Tax season is rife with scammers using clever ways to scare you into handing over your money.
Hundreds of thousands of people have been targeted in the past few years. Consumer Reports tells you how to spot a scam so you don't become a victim.
Alex Gutierrez' nightmare started with a phone call allegedly from an IRS official. He was told his tax refund was a mistake and he had to return it that day or else.
"If I didn't send the money, they gonna cut me all my rights, I can't travel, I can't use my money in the bank," Gutierrez said.
Panicked, he wired $700 to a scam artist in Peru before he realized he'd been had.
"The U.S. Treasury Department says that this scam has been perpetrated in just about every state, and estimates that thousands of people have been defrauded of more than 26 million dollars," said Margot Gilman, Consumer Reports' chief money editor.
It can happen to anyone. This threatening message was left on the home phone of a Consumer Reports employee: "I'm calling regarding an enforcement action executed by the U.S. Treasury."

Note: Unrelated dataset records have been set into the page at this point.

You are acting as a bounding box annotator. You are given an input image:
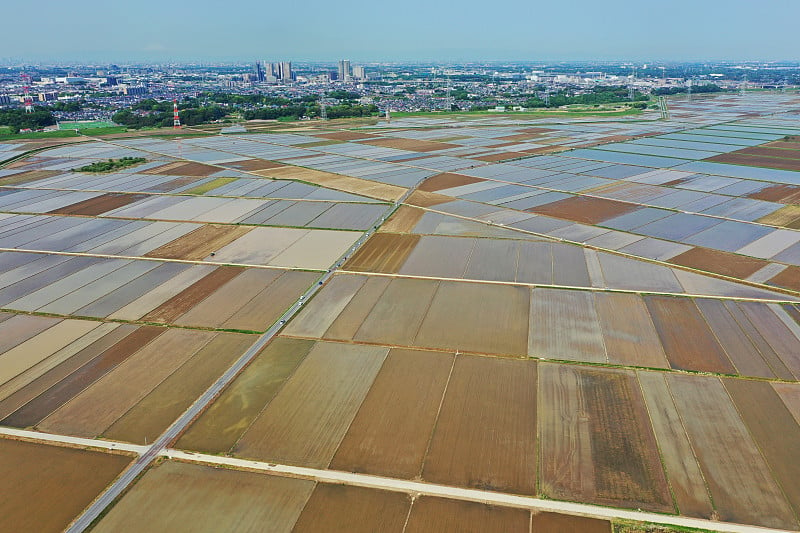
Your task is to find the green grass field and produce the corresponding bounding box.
[58,120,117,130]
[0,130,80,141]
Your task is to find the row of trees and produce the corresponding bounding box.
[111,104,226,129]
[522,86,649,109]
[243,103,378,121]
[653,84,726,96]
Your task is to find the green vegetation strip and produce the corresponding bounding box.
[74,157,146,173]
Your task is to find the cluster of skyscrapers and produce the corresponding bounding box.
[253,61,293,83]
[337,60,366,82]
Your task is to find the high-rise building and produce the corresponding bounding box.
[279,62,293,81]
[254,61,265,82]
[338,60,351,82]
[352,66,366,81]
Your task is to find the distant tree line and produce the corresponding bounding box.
[243,103,378,121]
[522,86,649,108]
[112,99,226,128]
[653,84,726,96]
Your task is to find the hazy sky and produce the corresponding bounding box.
[3,0,799,62]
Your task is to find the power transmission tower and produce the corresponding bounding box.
[319,101,327,121]
[658,96,670,120]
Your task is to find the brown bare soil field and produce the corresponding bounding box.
[724,378,800,519]
[706,152,800,171]
[0,439,131,533]
[529,196,639,225]
[722,300,796,380]
[595,293,668,368]
[233,342,388,467]
[223,159,284,171]
[417,172,485,192]
[146,176,199,192]
[739,146,800,159]
[774,382,800,425]
[140,266,244,324]
[737,301,800,377]
[768,265,800,292]
[405,496,530,533]
[415,281,530,355]
[765,139,800,149]
[1,326,164,428]
[220,270,319,332]
[529,288,606,363]
[694,299,776,379]
[423,355,537,494]
[405,190,454,207]
[331,348,453,478]
[668,247,767,279]
[747,183,800,204]
[473,151,531,162]
[145,224,252,261]
[149,161,221,177]
[0,169,61,185]
[531,511,612,533]
[354,277,439,346]
[103,332,255,443]
[255,166,405,202]
[668,374,797,529]
[37,329,216,437]
[292,484,411,533]
[644,295,736,374]
[48,193,147,216]
[283,274,366,338]
[93,460,315,533]
[637,372,713,518]
[0,315,60,355]
[359,137,460,152]
[344,233,420,273]
[380,205,425,232]
[315,131,377,141]
[173,268,283,329]
[0,323,136,416]
[176,337,313,454]
[758,205,800,229]
[323,276,391,340]
[539,364,672,513]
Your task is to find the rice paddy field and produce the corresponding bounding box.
[1,92,800,532]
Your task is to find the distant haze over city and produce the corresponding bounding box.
[3,0,799,62]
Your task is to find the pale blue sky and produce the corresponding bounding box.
[3,0,799,62]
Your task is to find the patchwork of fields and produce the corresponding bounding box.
[1,92,800,532]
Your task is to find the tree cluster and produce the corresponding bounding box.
[74,157,146,173]
[0,108,56,134]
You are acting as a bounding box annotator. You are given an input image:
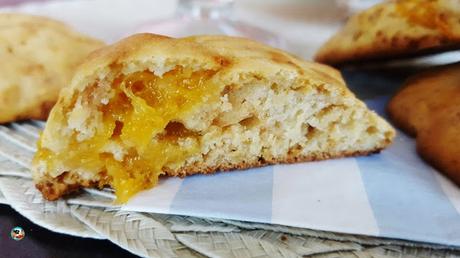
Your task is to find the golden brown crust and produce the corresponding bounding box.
[36,146,386,201]
[387,63,460,185]
[168,146,386,177]
[0,13,104,123]
[36,177,96,201]
[315,0,460,65]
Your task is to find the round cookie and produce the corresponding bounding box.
[387,63,460,135]
[0,13,105,123]
[417,106,460,184]
[388,62,460,184]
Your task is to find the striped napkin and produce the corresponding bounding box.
[123,96,460,247]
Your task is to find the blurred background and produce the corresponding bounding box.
[1,0,459,66]
[0,0,382,59]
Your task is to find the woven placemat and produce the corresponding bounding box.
[71,205,203,258]
[2,122,460,257]
[0,176,103,239]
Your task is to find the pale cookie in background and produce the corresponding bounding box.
[315,0,460,65]
[32,33,395,202]
[388,63,460,185]
[0,13,105,123]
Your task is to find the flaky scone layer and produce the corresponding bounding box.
[33,33,395,202]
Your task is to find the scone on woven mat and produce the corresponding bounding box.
[315,0,460,65]
[32,33,395,202]
[0,13,104,123]
[388,63,460,184]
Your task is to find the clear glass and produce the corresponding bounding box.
[335,0,384,15]
[134,0,285,48]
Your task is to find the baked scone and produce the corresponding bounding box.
[32,33,395,202]
[315,0,460,65]
[0,13,104,123]
[388,63,460,184]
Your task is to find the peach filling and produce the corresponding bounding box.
[35,67,218,203]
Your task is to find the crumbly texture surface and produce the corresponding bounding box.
[388,63,460,185]
[315,0,460,65]
[32,33,395,201]
[0,13,105,123]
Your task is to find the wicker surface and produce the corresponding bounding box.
[71,205,202,258]
[0,176,103,239]
[1,121,460,257]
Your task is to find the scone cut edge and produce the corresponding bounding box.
[32,33,395,202]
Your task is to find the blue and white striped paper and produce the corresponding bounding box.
[123,97,460,247]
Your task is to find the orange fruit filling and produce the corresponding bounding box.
[34,67,218,203]
[396,0,453,38]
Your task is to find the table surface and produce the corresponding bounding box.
[0,204,139,258]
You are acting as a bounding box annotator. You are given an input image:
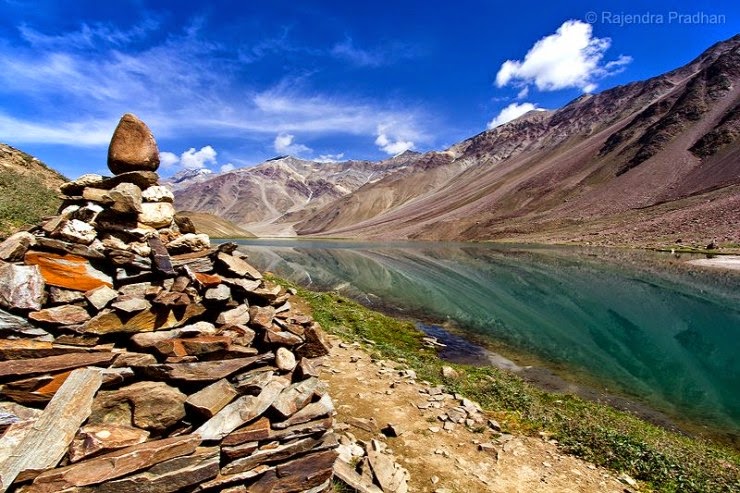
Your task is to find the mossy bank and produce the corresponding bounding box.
[270,276,740,493]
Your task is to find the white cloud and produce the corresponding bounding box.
[220,163,235,172]
[316,153,345,163]
[273,133,312,156]
[516,87,529,99]
[161,146,218,170]
[375,133,414,155]
[495,20,631,93]
[374,123,415,155]
[487,102,540,129]
[159,151,179,168]
[180,145,217,169]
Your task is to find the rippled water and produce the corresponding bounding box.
[233,239,740,439]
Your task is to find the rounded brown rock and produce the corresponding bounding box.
[107,113,160,175]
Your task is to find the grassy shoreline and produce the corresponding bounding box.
[270,276,740,492]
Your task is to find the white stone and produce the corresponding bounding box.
[141,185,174,203]
[60,205,81,216]
[275,347,297,371]
[166,233,210,253]
[75,203,104,223]
[138,202,175,228]
[57,219,97,245]
[129,242,151,257]
[0,262,46,311]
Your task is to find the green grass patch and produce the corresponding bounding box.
[0,169,60,238]
[273,277,740,493]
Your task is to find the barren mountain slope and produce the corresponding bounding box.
[172,155,415,236]
[174,211,256,238]
[296,35,740,246]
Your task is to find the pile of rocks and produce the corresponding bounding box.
[0,114,337,492]
[334,435,410,493]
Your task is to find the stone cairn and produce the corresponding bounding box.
[0,113,337,492]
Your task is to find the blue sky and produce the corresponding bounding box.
[0,0,737,178]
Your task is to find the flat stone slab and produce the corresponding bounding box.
[217,253,262,280]
[66,446,219,493]
[24,251,112,292]
[68,424,150,463]
[0,368,102,490]
[195,378,287,440]
[27,435,200,491]
[185,379,238,419]
[136,353,273,383]
[29,305,91,326]
[0,352,116,380]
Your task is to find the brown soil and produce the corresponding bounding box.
[322,337,636,493]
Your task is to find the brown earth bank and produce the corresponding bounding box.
[321,336,636,493]
[175,211,257,239]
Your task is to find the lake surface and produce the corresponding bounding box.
[233,239,740,440]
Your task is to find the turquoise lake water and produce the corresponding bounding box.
[233,239,740,440]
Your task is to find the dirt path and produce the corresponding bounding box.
[321,336,636,493]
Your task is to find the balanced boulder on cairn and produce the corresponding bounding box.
[0,113,337,492]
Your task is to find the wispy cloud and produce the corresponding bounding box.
[0,18,434,156]
[331,37,419,67]
[0,112,112,146]
[18,18,159,50]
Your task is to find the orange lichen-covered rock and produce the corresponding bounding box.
[24,251,113,292]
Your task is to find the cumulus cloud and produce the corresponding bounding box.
[273,133,312,155]
[159,146,218,170]
[180,145,217,169]
[487,102,541,129]
[159,151,179,168]
[375,124,415,155]
[220,163,235,172]
[495,20,631,93]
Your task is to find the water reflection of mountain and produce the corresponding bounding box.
[239,241,740,435]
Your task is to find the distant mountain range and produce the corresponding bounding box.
[172,34,739,247]
[169,153,421,236]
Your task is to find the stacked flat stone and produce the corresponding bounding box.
[0,114,337,492]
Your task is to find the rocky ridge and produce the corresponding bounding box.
[0,114,338,492]
[171,153,435,237]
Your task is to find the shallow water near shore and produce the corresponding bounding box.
[232,239,740,442]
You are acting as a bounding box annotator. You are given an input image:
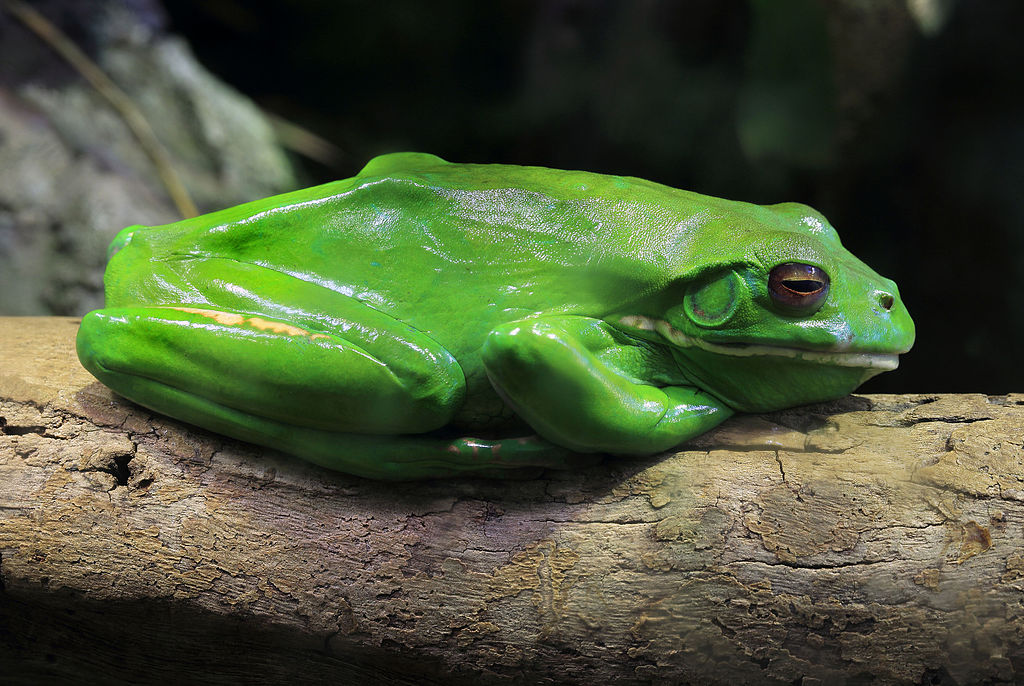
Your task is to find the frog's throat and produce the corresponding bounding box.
[616,315,899,371]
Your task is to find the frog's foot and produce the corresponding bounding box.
[483,316,734,454]
[77,305,465,435]
[431,434,600,478]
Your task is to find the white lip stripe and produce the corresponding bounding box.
[615,315,899,371]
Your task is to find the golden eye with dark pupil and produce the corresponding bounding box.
[768,262,830,313]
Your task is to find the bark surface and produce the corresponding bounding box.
[2,317,1023,685]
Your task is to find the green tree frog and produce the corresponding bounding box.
[77,153,914,479]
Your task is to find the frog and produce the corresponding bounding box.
[76,152,914,480]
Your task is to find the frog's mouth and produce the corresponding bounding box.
[615,315,900,371]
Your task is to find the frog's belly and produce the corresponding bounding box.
[440,349,522,433]
[451,391,525,433]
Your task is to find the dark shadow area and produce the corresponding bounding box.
[0,588,465,685]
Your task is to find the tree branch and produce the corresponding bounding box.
[2,317,1022,684]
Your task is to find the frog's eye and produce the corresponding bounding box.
[768,263,830,314]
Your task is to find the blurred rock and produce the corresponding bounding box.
[0,0,296,315]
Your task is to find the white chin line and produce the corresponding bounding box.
[615,315,900,371]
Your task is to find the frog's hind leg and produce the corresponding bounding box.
[76,323,587,478]
[77,305,465,436]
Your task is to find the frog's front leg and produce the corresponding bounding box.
[482,316,732,454]
[77,305,465,435]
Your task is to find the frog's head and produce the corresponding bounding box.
[612,202,915,413]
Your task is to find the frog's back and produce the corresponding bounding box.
[158,151,692,274]
[105,153,789,356]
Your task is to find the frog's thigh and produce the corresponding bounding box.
[482,316,732,454]
[81,364,585,480]
[77,306,464,434]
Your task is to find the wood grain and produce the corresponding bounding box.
[2,317,1022,684]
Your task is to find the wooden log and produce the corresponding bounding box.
[2,317,1023,685]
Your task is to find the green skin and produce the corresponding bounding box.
[76,153,915,480]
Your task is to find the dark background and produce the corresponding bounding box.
[156,0,1024,395]
[12,0,1024,395]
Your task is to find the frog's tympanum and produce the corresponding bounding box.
[77,153,914,479]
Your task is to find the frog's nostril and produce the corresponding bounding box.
[877,292,895,311]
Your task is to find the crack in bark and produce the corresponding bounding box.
[0,418,70,441]
[899,417,990,426]
[726,557,899,571]
[775,452,787,484]
[76,452,134,488]
[68,442,138,491]
[0,423,51,436]
[910,477,1010,503]
[711,615,736,638]
[562,519,653,526]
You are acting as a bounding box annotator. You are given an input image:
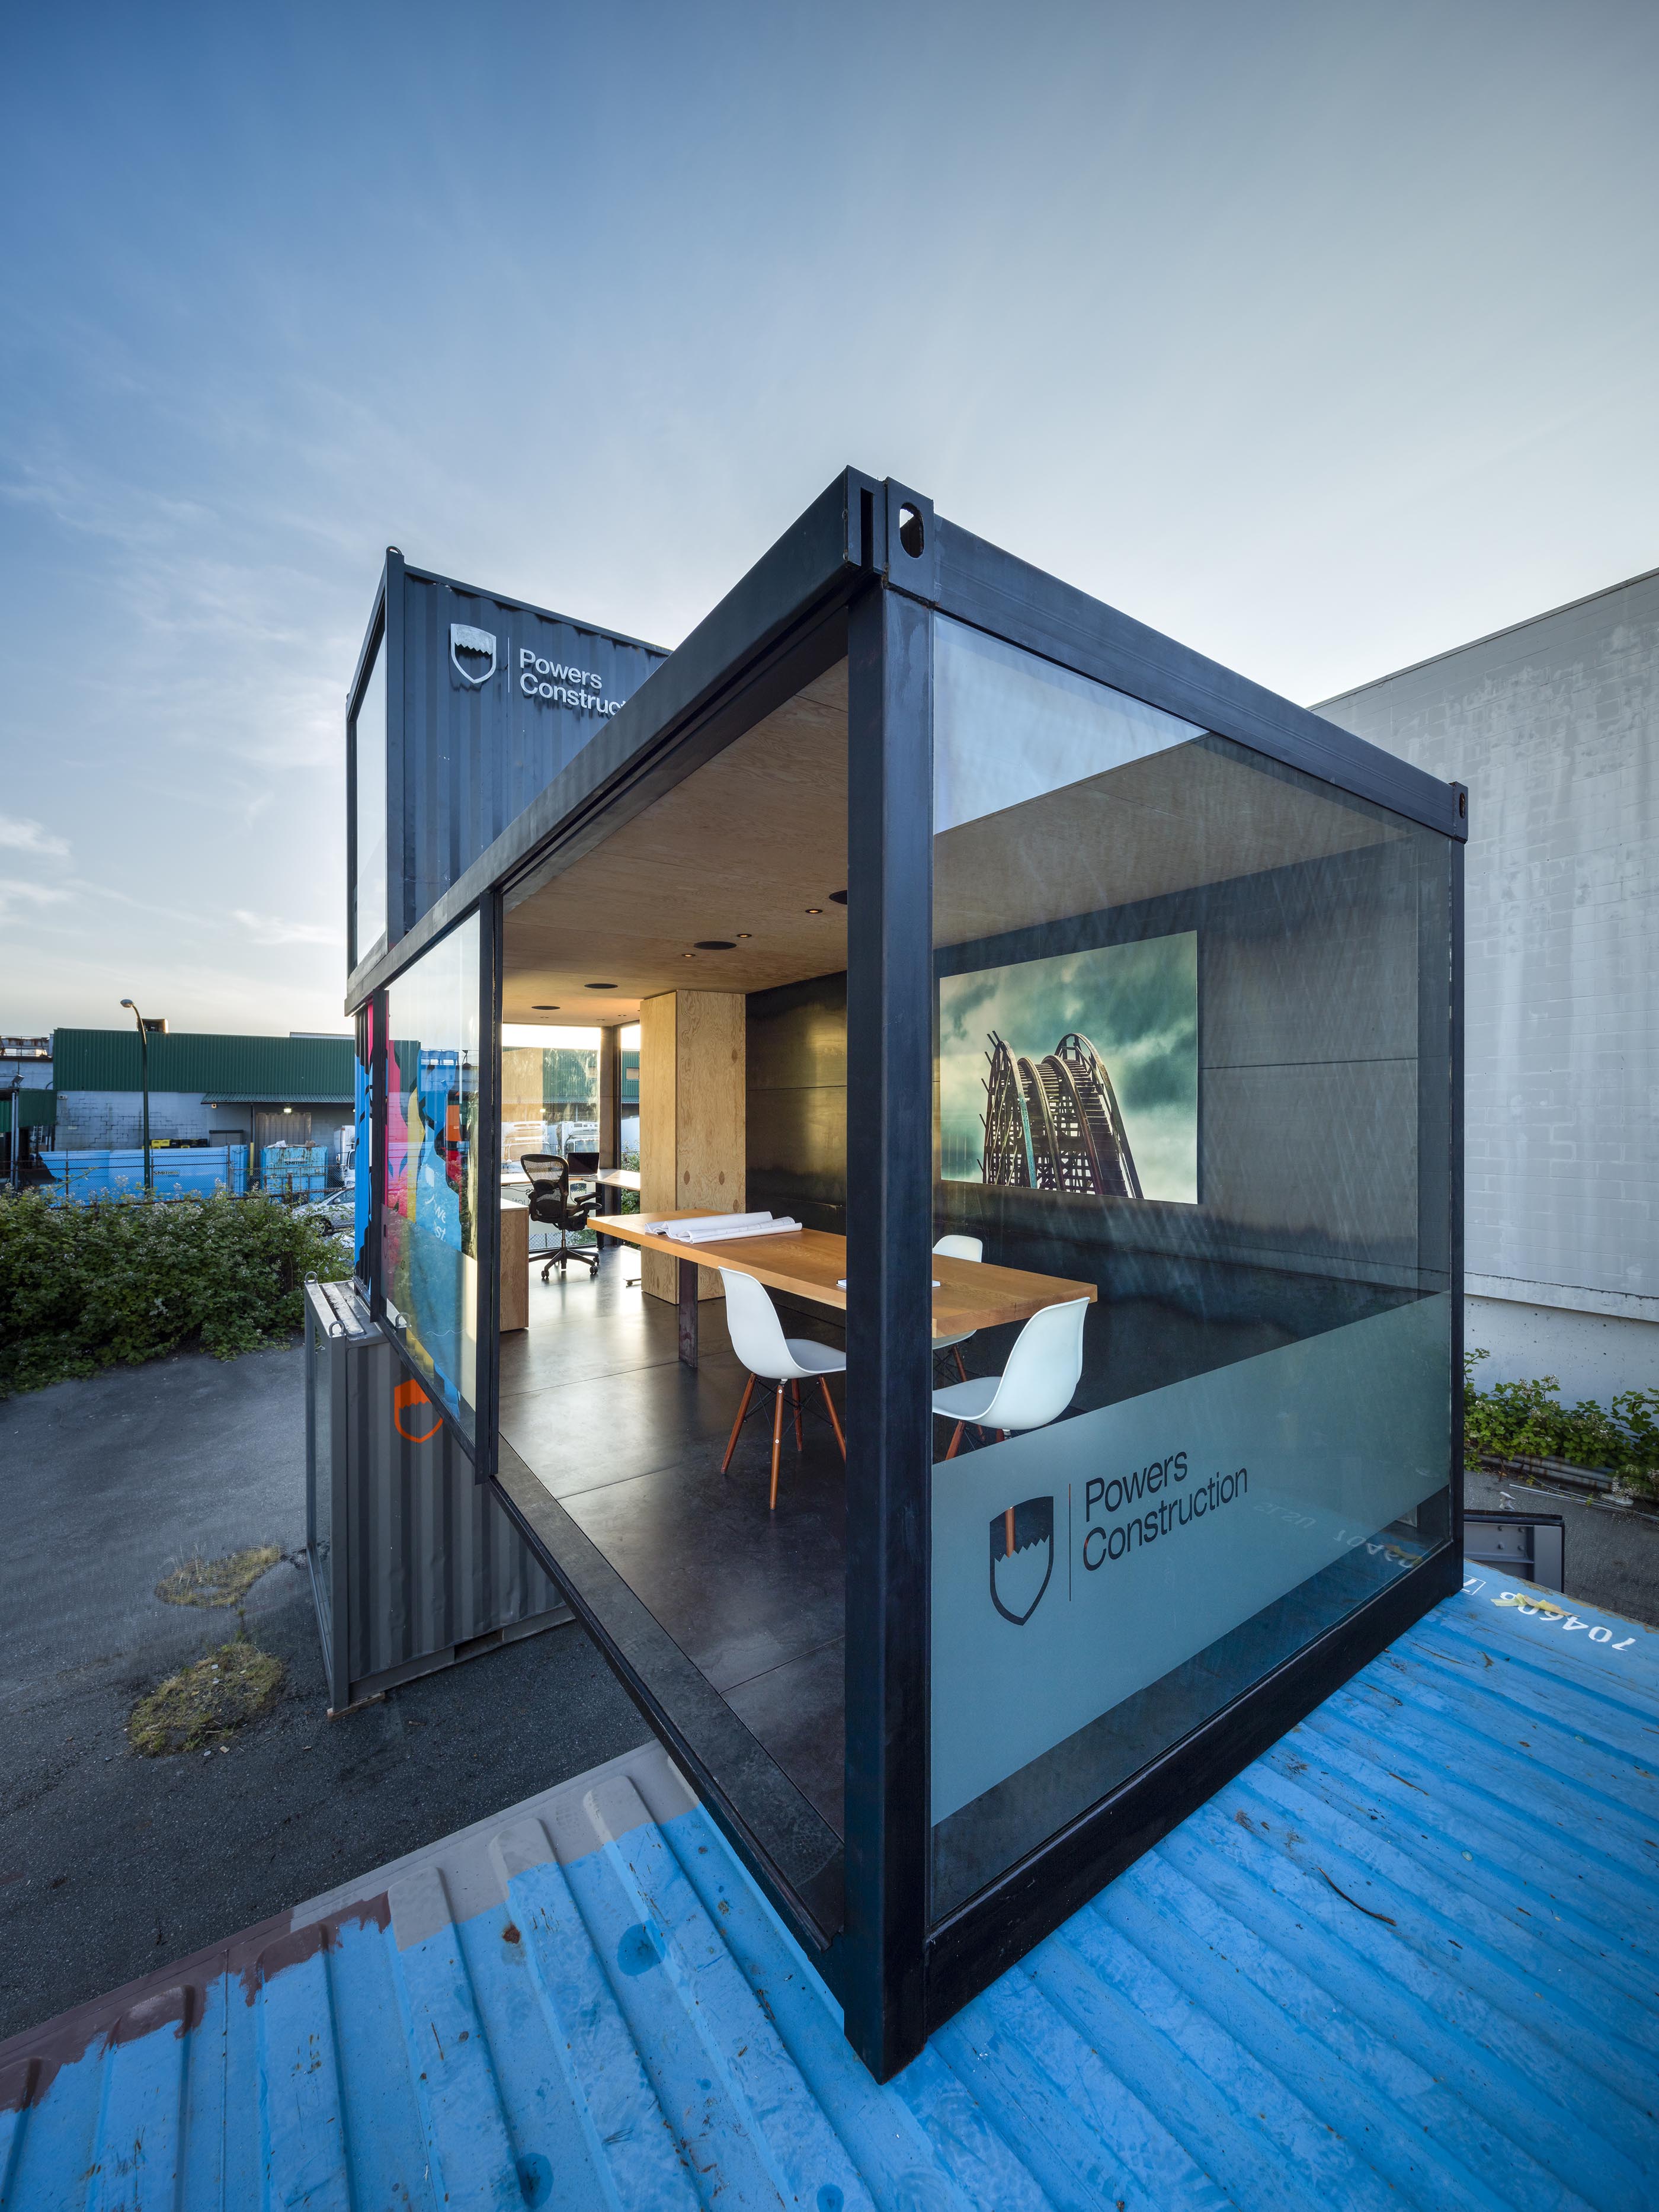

When she called back, she was told she could avoid arrest by immediately wiring more than $6,000 to clear her record. "You need to go to the bank first; you need to withdraw the money in cash."
When she balked, he threatened, saying: "We'll send the officers and you'll be arrested."
"It's critical to know the IRS never calls out of the blue. If you have a tax problem, you'll almost always first be contacted by mail," Gilman said.
Other things the IRS will never do:
- Demand immediate payment.
- Threaten imminent arrest or other enforcement action.
- Require a specific payment method like a prepaid debit card.
- Request confidential information on the phone.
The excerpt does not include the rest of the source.